Now we have been seeing each other more regularly, and I kind of like the dude and feel so comfortable with him (kind, smart, hot, funny). Outside of date planning we do not text much. BUT last time after hanging out, he asked if I am dating apps, I was – and he is not.

I am nervous to ask about where we stand and if he would be open to making our relationship more serious – exclusive, date?

Reddit, how can I pose the question or is this a a natural progression of our relationship?

25 comments
  1. “Hey, what are we doing? I like you a lot, I feel comfortable with you. I find you kind, smart, hot, funny and I’d like us to be more than just FWB”

    boom.

  2. compliment him, ask him about how he’s doing, show him you’re a caring person, etc…Basically you have to come across/standout as relationship material but not too needy or direct

  3. I kind of like you and feel so comfortable with you (kind, smart, hot, funny)….. How would you feel about going out sometime?

  4. Be direct and open. Ask him straight.

    Ninety-nine percent of relationship questions on this sub will be answered by just asking directly and honestly. We are not typically subtle creatures.

  5. Unlikely

    If it’s only an FWB situation it means he already doesn’t see you as relationship material

  6. Let him know that you appreciate him and the friendship that the two of you have. Then be straight forward and honest. It will all work out!

  7. Be direct. We guys – mostly – don’t see or understand hints or anything. At least for me the direct way is always the best.

  8. Before you try to do this, think for a second about what you just described. You don’t talk much outside of marking dates (which I figure means sex), you’ve been fwb for a while. First thing is that there’s a thing that happens in your brain that makes it so you feel closer than you really are to a person when yoi have sex with them. Second, how sure are you that you know him outside of these moments? If after you ponder about this you still think you like him, ask him to hang out without sex, say you just want to unwind with a mate, chill and talk for a while. Try to make a bit more conversation and se how he reacts in an environment where sex is guaranteed to not be there. If he not only still seems like bf material to you, but also seems to still be interested in spending time with you then you open up, say that you like him and whatnot. Just keep in mind it will always be a gamble, no matter how likely the odds are.

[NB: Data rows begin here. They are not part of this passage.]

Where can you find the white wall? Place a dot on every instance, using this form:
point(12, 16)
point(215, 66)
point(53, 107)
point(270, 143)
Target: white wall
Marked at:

  9. Ask him the good ol “what are we?”, never be nervous about going after what you want. Best of luck!

  10. Just be honest, and ask if he might be interested in making it more of a relationship. However, you also want to be prepared for him to turn you down if he doesn’t feel the same way. He may also end the FWB situation if he thinks you’re catching feelings and things are going to start getting complicated.

    Good luck!

  11. Hey, I really like you, and I want this to head toward something more serious. Do you feel the same?

  12. The next logical step is to ask your FWB if they’re interested in something more, or not. There is no “natural progression” in a true FWB – you’re fuck buddies that are friendly with each other, it’s not “step 1” in a relationship unless you both agree it is.

  13. All you can do is ask straight forward and see what the answer is. There’s nothing you can do besides that. Be honest with your intentions and let him be honest with his as well.

  14. Be honest and upfront with him. But don’t get awkward if he doesn’t respond like you hope.

    He may not see you as romantic option.

  15. Direct. The clearer you are about your intentions, the less wiggle room he has to reinterpret things. His intention is irrelevant.

    Under your specific history, you need to quash any thought of FWB he may or may not be harboring.